How to Share Users and Logins Between Multiple WordPress Sites

Having visitors create separate accounts on all your WordPress sites results in a disjointed experience that hurts conversion rates.

An InsightAsset survey found that 39% of consumers get frustrated by repetitive online form filling during purchases.

Implementing single sign-on by sharing user accounts across your properties solves this.

Why Shared Accounts are Critical for User Experience

When visitors register once and unlock all your sites, it demonstrates that you value them. The benefits of account sharing include:

  • 26% higher conversion rates. Removing registration friction makes people more likely to sign-up and purchase.
  • 360-degree view of customers. Aggregated behavioral data leads to better segmentation.
  • Improved security. Central ID management means fewer vulnerabilities.
  • 62% less repetitive administrative tasks. Staff only manage users in one place.

Below are some examples of sites that benefit from shared users:

Website TypeUse Case
Blog networkMembers access all sites after joining one newsletter
Ecommerce + affiliate sitesCustomers get loyalty rewards cross-site
Company intranetEmployees use single credential for all internal properties

Without unified login, you lose out on these advantages.

Automatically Share WordPress User Accounts

Manually creating matched accounts on multiple WordPress installs doesn‘t scale.

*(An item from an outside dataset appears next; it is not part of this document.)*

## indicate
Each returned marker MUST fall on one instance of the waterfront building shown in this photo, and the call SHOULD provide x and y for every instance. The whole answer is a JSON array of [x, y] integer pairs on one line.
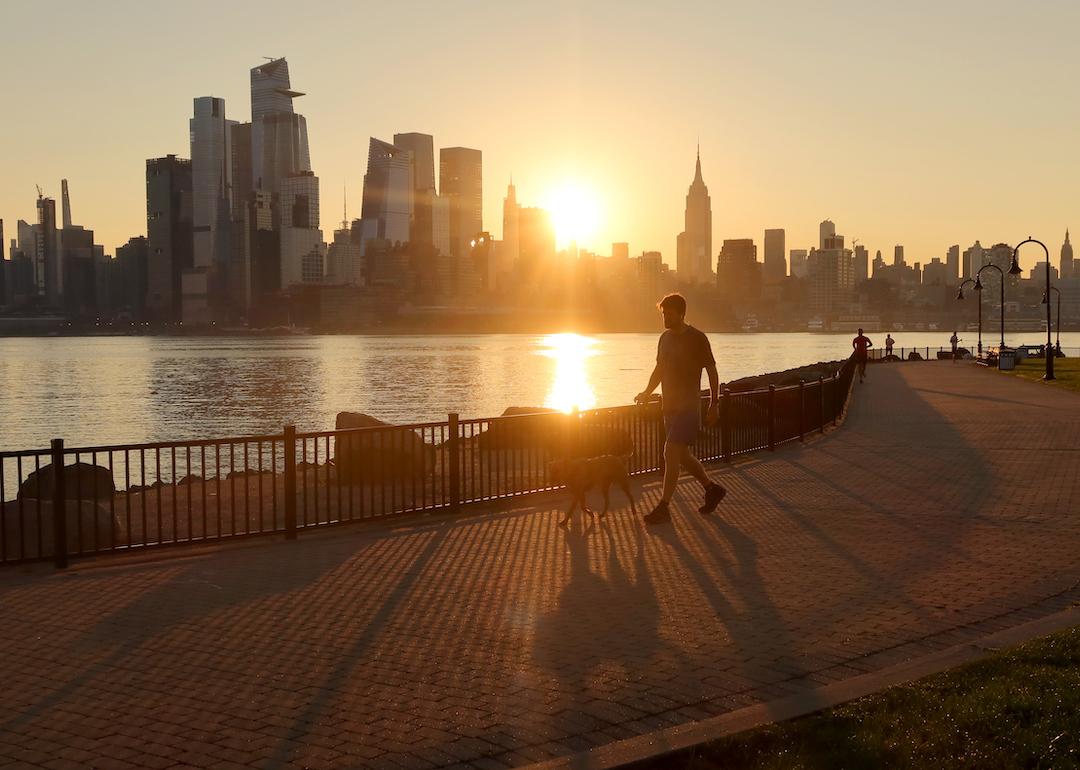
[[302, 251], [798, 260], [953, 262], [169, 214], [279, 135], [48, 277], [388, 191], [510, 217], [694, 244], [775, 261], [1067, 265], [738, 271], [211, 181], [421, 159], [460, 181], [825, 229], [536, 239], [862, 259], [832, 278]]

The most reliable method is to implement this programmatically with a workflow automation tool like Uncanny Automator.

Here is an overview of how Automator shares user details across sites:

![sharing wordpress users](https://i.ibb.co/Ws3N HYR/automate-user-sharing.png)

Now let‘s walk through how to configure this automated setup.

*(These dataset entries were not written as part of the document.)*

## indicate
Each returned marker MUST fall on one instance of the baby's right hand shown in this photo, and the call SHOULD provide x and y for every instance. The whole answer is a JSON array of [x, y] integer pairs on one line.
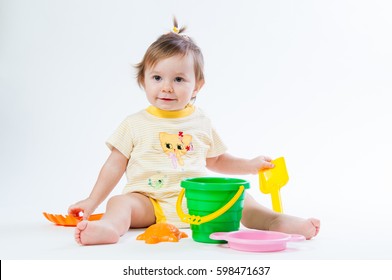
[[86, 206]]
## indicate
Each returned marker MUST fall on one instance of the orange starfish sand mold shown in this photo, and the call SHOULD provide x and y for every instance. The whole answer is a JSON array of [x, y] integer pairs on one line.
[[161, 232]]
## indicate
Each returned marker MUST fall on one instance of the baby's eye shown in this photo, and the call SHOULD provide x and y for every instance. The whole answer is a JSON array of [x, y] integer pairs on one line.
[[157, 78]]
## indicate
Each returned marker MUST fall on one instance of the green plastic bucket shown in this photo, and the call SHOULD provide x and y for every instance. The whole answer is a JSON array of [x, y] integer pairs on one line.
[[215, 205]]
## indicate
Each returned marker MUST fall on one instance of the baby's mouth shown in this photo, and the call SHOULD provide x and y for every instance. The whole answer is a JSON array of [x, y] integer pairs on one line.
[[166, 99]]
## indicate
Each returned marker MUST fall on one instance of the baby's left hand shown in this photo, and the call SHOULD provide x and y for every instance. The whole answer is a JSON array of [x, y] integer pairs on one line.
[[259, 163]]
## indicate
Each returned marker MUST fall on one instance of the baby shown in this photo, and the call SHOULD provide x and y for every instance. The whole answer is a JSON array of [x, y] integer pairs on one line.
[[163, 144]]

Install and Configure Uncanny Automator

First, you‘ll need an Uncanny Automator Pro license which start at $99 per year. Each license can support unlimited site connections.

Once purchased, install Automator Pro on your main site, referred to as the source:

automator pro installation

Upon activation, enter your license key at Automator → Settings:

automator license key

With the premium features unlocked, we can move on to creating recipes.

Set Up the Main "Source" Website Recipe

Under Automator → Add New, build a Logged-in User recipe. You may assign any title for your reference.

For the trigger event, choose WordPress → A user is created:

trigger user created

This captures the moment a new user registers to kickoff the automated workflow.

Next, define the action that shares data via a webhook using Webhooks → Send data to a webhook:

Send data webhook

Configure the user details to transfer. Typically, these data points need matching:

  • Email address
  • First name
  • Last name
  • Username

Select each using the dynamic tokens under Body:

body tokens

Leave Webhook URL blank for now. Click Save Draft to test before going live.

Install Uncanny Automator on Secondary Sites

Log into your other WordPress site(s) needing synchronized users. Install and activate Uncanny Automator Pro here following the same initial process.

However, this time create Everyone recipes since visitor credentials can trigger them.

As the trigger event, choose Webhooks → Receive data from a webhook:

receive webhook trigger

Next, precisely match the Keys from the source site under Fields to map transferred data:

Match webhook fields

For the action, have Automator automatically create matched users with WordPress → Create a user:

Create user action

Set If user exists to Log in as existing user to avoid duplicate accounts if credentials already match an existing profile.

Click Save Draft and test thoroughly before going live. Repeat installation on any other sites needing shared users.

Connect WordPress Sites via Webhooks

The final step is connecting your WordPress properties by adding the webhook URLs within Automator recipes.

First, within a secondary site‘s recipe copy the Webhook URL under Trigger:

Secondary site webhook URL

Go back to the main source website recipe, paste this URL into the Send data to a webhook action:

Main site webhook URL

To sync additional sites, grab their Automator webhook URLs and add to the main site‘s recipe.

With the connections established, toggle all live recipes from Draft to Live mode within Automator.

This automatically shares newly registered users moving forward!

Additional Considerations

While the above covers the technical process, here are some other factors to keep in mind:

Email Reliability

Some hosts block WordPress from sending emails reliably. Use a third-party provider like Sendlayer or Mailgun to ensure account creation messages reach users.

Legal Compliance

Remember to include a privacy policy covering how data is shared between sites. Also document that users must only possess one account.

Extending Workflows

Use other Automator triggers to create tailored workflows per business needs, like assigning tags or categories based on user traits.

Role Management

For advanced permission control, selectively share user roles instead of every new visitor account site-wide.

We hope this guide covered everything you need to know about sharing WordPress user accounts! Let me know if any questions come up during your implementation process.